Thursday 7 March 2019

Daisies shine in the NHS

It’s not often that there are good news stories about the NHS. They’re particularly rare when the patient at the centre of the story dies. So I thought this one was worth sharing.

My mother, as you may know if you follow this blog, died on 11 July last year. That was the day she turned 94, and I remain impressed by her having lasted long enough to make the day of her death the same as the anniversary of her birth.

She spent the last eighteen days of her life on ward 7D, an Acute General Medicine ward, of the John Radcliffe Hospital in Oxford. A great many people seem to delight in criticising the level of care provided by the NHS, either because they feel that the service hasn’t the resources it needs, or because they feel the staff and the system don’t focus enough on quality.

All I can say, based on those last eighteen days of my mother’s, is that the service is indeed horribly under-resourced, but in that hospital and on that ward I met a team of people who weren’t going to let any amount of stress prevent providing the best care they system would allow them to deliver. And that care was outstandingly good.
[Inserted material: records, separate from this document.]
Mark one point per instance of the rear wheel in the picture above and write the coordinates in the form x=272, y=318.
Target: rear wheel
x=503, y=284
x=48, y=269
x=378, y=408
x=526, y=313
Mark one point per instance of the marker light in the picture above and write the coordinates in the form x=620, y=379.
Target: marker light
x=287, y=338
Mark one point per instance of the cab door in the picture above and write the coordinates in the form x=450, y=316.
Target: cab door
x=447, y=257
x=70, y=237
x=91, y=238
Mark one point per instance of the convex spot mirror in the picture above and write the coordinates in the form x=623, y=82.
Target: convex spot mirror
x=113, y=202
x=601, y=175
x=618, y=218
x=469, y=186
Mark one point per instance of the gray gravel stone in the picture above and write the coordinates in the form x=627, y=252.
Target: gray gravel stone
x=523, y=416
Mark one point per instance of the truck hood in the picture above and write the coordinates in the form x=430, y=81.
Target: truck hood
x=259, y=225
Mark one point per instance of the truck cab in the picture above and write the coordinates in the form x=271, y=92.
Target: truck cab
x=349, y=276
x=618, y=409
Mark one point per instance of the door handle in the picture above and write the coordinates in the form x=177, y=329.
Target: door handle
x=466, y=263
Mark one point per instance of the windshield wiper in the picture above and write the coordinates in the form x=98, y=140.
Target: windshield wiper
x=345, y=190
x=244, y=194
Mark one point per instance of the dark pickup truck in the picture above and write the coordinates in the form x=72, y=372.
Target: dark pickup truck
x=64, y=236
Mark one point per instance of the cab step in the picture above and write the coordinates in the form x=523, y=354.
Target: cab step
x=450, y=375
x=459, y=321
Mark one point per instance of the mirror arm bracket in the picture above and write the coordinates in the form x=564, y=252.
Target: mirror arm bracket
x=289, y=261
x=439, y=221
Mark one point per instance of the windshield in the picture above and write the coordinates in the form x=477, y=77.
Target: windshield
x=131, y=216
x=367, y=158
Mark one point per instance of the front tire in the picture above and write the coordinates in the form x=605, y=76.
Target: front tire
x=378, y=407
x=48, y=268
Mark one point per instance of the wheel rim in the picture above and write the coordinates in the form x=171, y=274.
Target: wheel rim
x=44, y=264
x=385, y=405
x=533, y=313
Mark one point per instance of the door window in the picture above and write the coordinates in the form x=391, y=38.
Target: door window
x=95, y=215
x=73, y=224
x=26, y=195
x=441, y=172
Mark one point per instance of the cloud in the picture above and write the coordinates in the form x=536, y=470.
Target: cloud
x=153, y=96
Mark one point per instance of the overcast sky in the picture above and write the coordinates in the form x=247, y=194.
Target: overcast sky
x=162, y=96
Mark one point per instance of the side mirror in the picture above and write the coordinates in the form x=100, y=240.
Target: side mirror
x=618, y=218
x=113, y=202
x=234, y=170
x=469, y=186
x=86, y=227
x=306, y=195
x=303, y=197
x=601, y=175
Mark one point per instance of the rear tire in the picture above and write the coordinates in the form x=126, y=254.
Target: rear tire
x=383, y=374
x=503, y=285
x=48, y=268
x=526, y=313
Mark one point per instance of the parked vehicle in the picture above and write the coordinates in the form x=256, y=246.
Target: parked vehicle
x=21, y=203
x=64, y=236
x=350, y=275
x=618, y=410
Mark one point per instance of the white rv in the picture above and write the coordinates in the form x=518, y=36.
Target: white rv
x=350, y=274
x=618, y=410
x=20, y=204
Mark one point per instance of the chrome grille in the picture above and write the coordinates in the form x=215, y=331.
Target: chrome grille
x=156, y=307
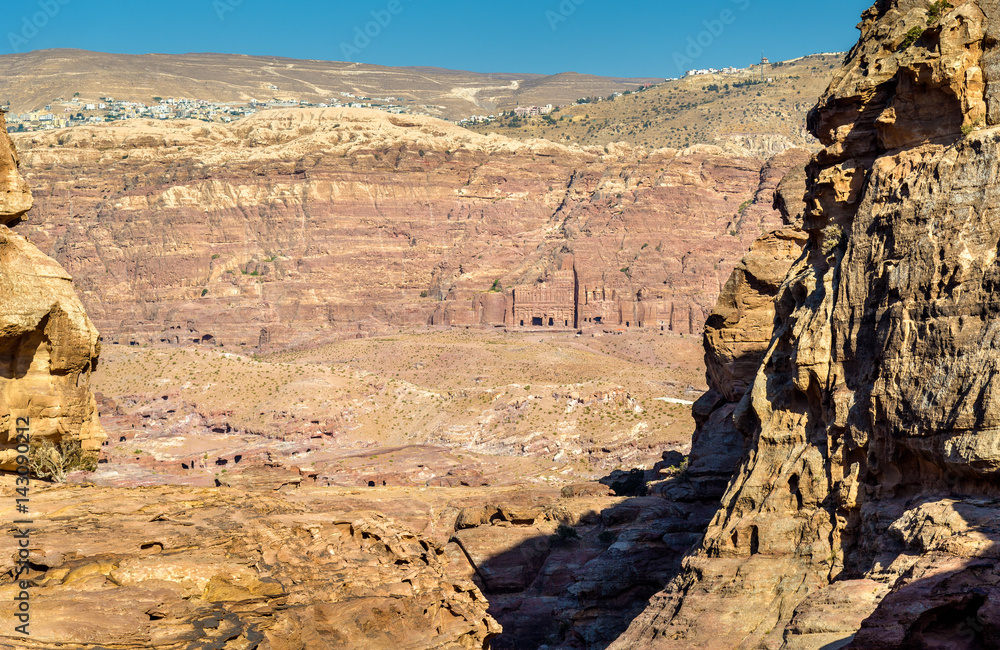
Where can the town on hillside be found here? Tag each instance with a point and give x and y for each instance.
(62, 113)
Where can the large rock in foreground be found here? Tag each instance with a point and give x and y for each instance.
(181, 568)
(48, 346)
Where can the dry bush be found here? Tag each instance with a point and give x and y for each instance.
(47, 460)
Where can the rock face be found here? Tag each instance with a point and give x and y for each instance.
(737, 336)
(48, 346)
(297, 226)
(872, 418)
(173, 568)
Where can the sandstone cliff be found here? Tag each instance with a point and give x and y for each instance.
(48, 346)
(174, 568)
(872, 416)
(295, 226)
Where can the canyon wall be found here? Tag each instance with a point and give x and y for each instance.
(296, 226)
(863, 511)
(48, 346)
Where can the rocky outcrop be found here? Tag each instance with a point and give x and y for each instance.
(737, 335)
(872, 418)
(172, 568)
(48, 346)
(292, 227)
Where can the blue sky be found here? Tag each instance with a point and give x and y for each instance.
(648, 38)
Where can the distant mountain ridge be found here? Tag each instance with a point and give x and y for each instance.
(32, 80)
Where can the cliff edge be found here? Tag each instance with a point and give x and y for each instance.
(863, 510)
(48, 346)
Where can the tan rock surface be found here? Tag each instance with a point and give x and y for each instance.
(48, 346)
(187, 567)
(293, 227)
(877, 393)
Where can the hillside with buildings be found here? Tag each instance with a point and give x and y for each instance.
(46, 88)
(761, 108)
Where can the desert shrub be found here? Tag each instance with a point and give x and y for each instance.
(47, 460)
(937, 10)
(833, 238)
(564, 535)
(911, 37)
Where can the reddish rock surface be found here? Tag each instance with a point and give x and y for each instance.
(48, 346)
(863, 513)
(297, 226)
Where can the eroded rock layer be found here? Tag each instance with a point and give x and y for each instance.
(48, 346)
(181, 568)
(864, 511)
(294, 226)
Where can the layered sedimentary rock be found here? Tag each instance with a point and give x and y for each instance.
(48, 346)
(737, 336)
(864, 511)
(173, 568)
(293, 226)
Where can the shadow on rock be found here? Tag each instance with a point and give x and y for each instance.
(574, 573)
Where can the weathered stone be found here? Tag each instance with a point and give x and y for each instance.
(877, 390)
(48, 346)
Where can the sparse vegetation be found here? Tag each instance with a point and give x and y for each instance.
(937, 10)
(48, 460)
(564, 535)
(912, 36)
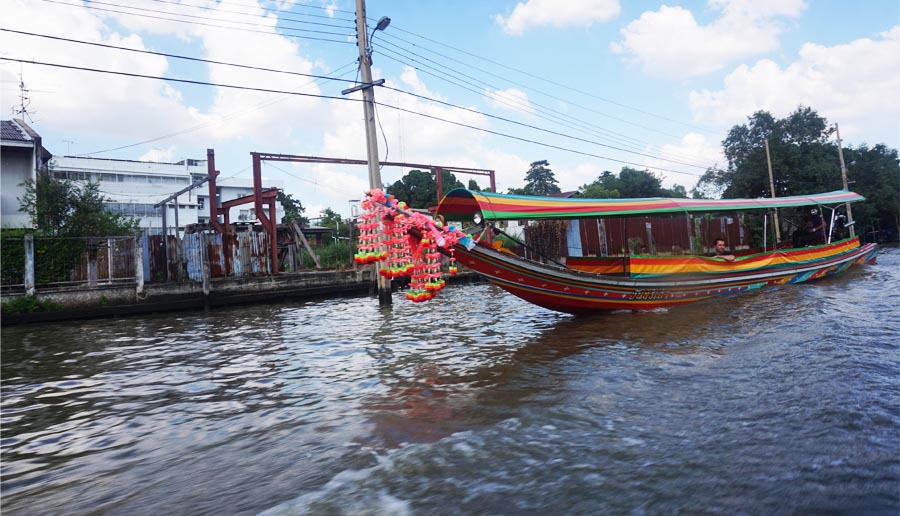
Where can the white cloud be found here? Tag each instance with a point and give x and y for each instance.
(410, 77)
(670, 42)
(693, 149)
(571, 13)
(158, 155)
(854, 84)
(511, 100)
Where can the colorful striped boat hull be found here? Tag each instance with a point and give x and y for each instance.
(659, 282)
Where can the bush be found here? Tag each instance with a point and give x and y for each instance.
(332, 256)
(28, 305)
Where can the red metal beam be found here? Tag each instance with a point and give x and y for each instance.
(267, 195)
(267, 223)
(213, 174)
(346, 161)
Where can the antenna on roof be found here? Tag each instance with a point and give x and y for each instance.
(24, 99)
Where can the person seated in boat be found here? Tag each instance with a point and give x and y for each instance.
(498, 246)
(813, 232)
(720, 252)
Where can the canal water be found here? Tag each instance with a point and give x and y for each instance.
(785, 401)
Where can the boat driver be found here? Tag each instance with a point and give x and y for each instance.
(813, 232)
(720, 251)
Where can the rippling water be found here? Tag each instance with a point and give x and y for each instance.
(784, 401)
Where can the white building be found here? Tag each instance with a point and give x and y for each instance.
(22, 157)
(134, 187)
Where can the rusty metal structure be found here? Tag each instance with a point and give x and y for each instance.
(268, 197)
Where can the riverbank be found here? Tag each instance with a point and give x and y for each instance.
(113, 300)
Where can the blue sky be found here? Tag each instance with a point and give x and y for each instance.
(645, 83)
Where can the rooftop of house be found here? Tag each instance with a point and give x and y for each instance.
(11, 131)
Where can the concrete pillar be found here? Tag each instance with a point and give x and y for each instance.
(204, 260)
(109, 257)
(138, 265)
(29, 265)
(92, 262)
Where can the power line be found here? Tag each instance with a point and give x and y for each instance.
(552, 118)
(557, 98)
(201, 23)
(550, 114)
(577, 124)
(222, 118)
(540, 128)
(171, 79)
(305, 6)
(515, 104)
(264, 9)
(267, 90)
(538, 77)
(174, 56)
(156, 11)
(526, 140)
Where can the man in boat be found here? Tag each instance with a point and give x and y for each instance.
(813, 233)
(719, 251)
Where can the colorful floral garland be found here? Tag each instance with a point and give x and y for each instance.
(407, 243)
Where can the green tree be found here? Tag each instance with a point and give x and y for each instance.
(332, 219)
(805, 161)
(875, 173)
(630, 183)
(418, 188)
(540, 180)
(64, 208)
(800, 153)
(293, 209)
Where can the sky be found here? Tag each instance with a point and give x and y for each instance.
(588, 85)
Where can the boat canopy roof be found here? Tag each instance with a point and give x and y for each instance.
(461, 203)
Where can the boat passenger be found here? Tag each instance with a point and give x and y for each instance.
(720, 251)
(813, 232)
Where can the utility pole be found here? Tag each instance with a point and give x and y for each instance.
(772, 189)
(844, 179)
(365, 67)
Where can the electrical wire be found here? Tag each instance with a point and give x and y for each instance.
(555, 133)
(318, 185)
(330, 97)
(386, 148)
(538, 77)
(186, 81)
(577, 124)
(526, 140)
(264, 9)
(498, 89)
(174, 56)
(156, 11)
(200, 23)
(220, 119)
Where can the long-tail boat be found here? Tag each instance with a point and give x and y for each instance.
(638, 279)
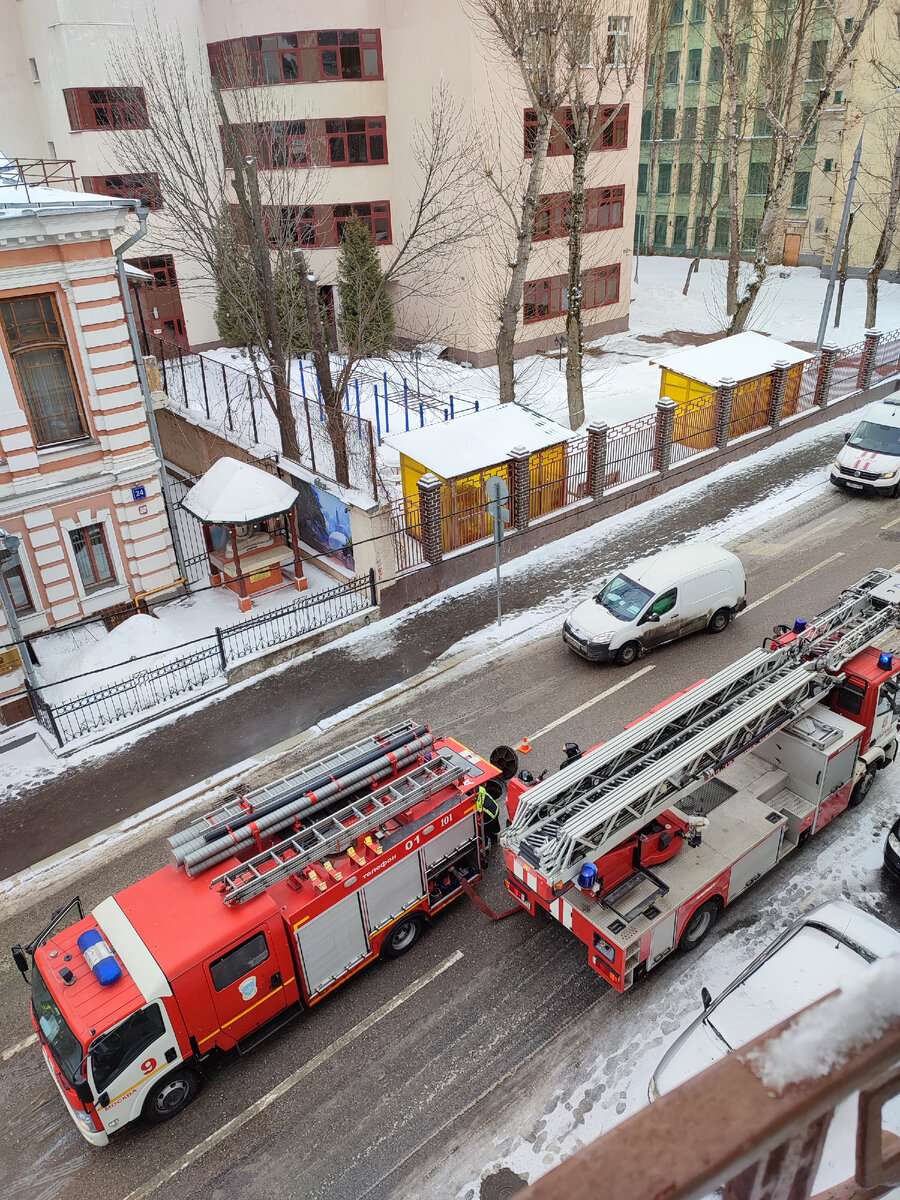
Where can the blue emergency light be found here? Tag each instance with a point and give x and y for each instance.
(100, 958)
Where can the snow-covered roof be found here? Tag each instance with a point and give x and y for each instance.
(472, 443)
(739, 357)
(235, 492)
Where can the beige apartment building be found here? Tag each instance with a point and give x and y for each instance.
(353, 79)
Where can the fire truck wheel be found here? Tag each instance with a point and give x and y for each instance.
(403, 936)
(628, 653)
(862, 787)
(173, 1093)
(699, 925)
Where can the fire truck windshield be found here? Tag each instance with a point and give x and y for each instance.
(64, 1045)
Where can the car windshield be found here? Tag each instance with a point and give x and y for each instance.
(876, 438)
(623, 598)
(64, 1044)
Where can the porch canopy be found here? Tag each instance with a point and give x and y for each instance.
(233, 492)
(473, 443)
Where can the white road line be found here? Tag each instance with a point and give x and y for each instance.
(307, 1068)
(795, 580)
(19, 1045)
(616, 687)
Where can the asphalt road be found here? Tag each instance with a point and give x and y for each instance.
(415, 1059)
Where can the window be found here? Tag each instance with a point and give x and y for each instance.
(238, 963)
(18, 588)
(93, 556)
(138, 187)
(115, 1050)
(106, 108)
(304, 57)
(757, 179)
(617, 40)
(799, 193)
(43, 367)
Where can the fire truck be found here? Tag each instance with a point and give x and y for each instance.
(637, 845)
(271, 903)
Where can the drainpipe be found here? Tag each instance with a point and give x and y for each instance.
(141, 213)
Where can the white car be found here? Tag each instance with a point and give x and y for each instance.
(823, 951)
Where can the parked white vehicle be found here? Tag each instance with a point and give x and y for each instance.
(870, 459)
(655, 600)
(823, 951)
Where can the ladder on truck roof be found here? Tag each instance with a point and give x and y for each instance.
(617, 789)
(333, 834)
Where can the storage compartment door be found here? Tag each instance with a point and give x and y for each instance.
(749, 868)
(390, 894)
(333, 943)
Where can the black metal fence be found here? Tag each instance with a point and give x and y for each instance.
(162, 685)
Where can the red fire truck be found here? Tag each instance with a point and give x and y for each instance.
(273, 901)
(637, 845)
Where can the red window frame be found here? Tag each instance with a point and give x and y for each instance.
(142, 187)
(297, 57)
(106, 108)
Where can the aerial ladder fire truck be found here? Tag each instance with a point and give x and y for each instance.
(271, 903)
(639, 844)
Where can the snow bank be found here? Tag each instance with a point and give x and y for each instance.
(822, 1038)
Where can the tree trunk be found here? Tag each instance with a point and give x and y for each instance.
(513, 299)
(574, 328)
(885, 243)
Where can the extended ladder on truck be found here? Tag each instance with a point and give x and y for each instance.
(617, 789)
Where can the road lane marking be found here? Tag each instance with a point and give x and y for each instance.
(307, 1068)
(797, 579)
(616, 687)
(19, 1045)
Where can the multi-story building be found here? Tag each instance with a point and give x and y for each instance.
(343, 99)
(79, 479)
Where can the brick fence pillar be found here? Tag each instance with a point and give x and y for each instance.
(724, 408)
(430, 489)
(826, 370)
(520, 477)
(598, 435)
(665, 429)
(867, 364)
(779, 387)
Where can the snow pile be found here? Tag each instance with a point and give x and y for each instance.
(821, 1039)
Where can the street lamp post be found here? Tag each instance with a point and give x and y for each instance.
(845, 222)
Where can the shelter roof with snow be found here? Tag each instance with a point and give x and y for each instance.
(472, 443)
(739, 357)
(234, 492)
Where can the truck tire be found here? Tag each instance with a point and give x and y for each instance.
(628, 654)
(171, 1095)
(403, 936)
(699, 925)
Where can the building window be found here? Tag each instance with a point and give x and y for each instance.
(93, 556)
(305, 57)
(18, 589)
(106, 108)
(43, 367)
(799, 193)
(132, 187)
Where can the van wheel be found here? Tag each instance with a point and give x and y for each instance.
(628, 653)
(719, 622)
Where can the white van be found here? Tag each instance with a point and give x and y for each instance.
(657, 600)
(870, 459)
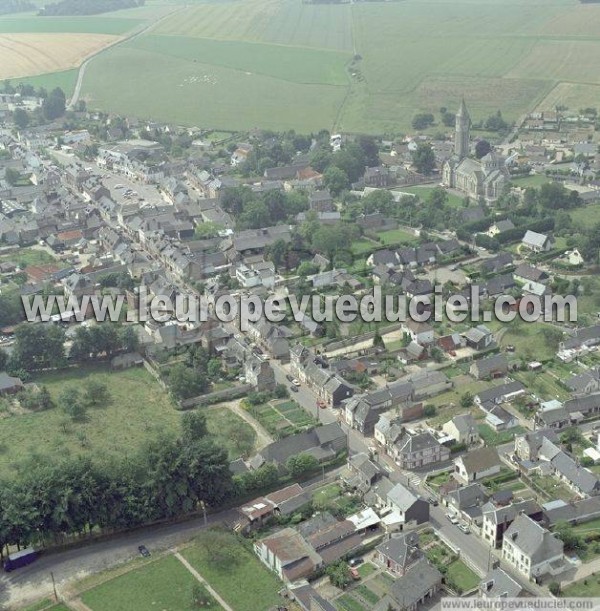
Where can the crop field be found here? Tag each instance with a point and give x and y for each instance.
(66, 25)
(29, 54)
(361, 67)
(139, 410)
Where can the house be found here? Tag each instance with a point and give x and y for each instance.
(288, 555)
(499, 584)
(487, 399)
(462, 429)
(9, 385)
(363, 473)
(532, 550)
(414, 589)
(584, 383)
(414, 451)
(489, 367)
(398, 554)
(496, 520)
(467, 501)
(479, 338)
(537, 242)
(323, 442)
(411, 508)
(477, 464)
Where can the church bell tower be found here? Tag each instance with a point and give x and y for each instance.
(462, 131)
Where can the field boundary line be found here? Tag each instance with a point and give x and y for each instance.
(202, 581)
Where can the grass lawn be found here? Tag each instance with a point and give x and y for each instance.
(397, 236)
(164, 584)
(246, 586)
(347, 602)
(230, 431)
(424, 192)
(139, 410)
(366, 569)
(535, 180)
(491, 438)
(462, 576)
(588, 587)
(28, 256)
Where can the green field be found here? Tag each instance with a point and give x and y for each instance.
(247, 585)
(164, 584)
(65, 79)
(139, 411)
(409, 56)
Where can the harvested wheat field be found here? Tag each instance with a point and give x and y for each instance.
(30, 54)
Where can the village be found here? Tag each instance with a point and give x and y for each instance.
(407, 460)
Doctors, nurses and other healthcare professionals worked far harder than they should ever have to, in order to be as good as the patients deserved. They respected my mother’s wishes on treatment, and on what treatments she didn’t want; they protected her dignity; they kept her comfortable and at peace, and – as far as we could tell after she lost consciousness – free of pain.

Their professionalism was admirable, but they were far more than professional. They were respectful. They were concerned. And above all they were kind.

Before we left the hospital for the last time my wife, Danielle, pointed out to me that the hospital run a system for recognising outstanding nursing care, called the ‘Daisy Awards’. I would have liked to recognise others as well as the nurses, and there was no one in the nursing team I didn’t feel deserved the highest possible praise. But we couldn’t nominate everyone, so we nominated two.

Both, as it happened, were foreigners. That’s not to say there weren’t excellent English nurses in the department – there certainly were. However, it is a truth that can’t be repeated often enough, that the NHS depends on its foreign nurses to keep running. The anti-immigrant sentiments that fuelled Brexit, for instance, would wreck the very healthcare system on which everyone in Britain depends.

Liezel Ermitanio is from the Philippines, as are so many nurses in European hospitals.

Sara dos Santos Oliveira is, in our memory, from Spain but the name is Portuguese. Perhaps I should simply say she’s from Iberia. And shes certainly one of those EU citizens being driven out is from Portugal, an EU citizen of the kind Brexiters want to stop coming to work in their country.

They both worked long hours, often staying on after the shifts ended. And, despite the pressure of their workload, they always found the time to talk to us if we had a question to ask. Just as they always found the time to help my mother whenever she needed anything.

So I put in my recommendations, one for each of them. And heard nothing.

Until, that is, three weeks ago. When I received an email from Professor Dickon Weir-Hughes who runs the Daisy Awards programme. It turned out that both Liezel and Sara had been honoured. I was delighted that they’d won the award. It seems that they were too.
Liezel and Sara with their awards
The ceremony was on 7 March, on the ward, with all their colleagues around, and in the presence of the Chief Nursing Officer, Sam Foster. It seems there were tears, but tears of pleasure must have been a welcome change from the stress of their work. All in all, it’s a good news story.

And, as Danielle pointed out, my mother would have been pleased that her nurses had won awards.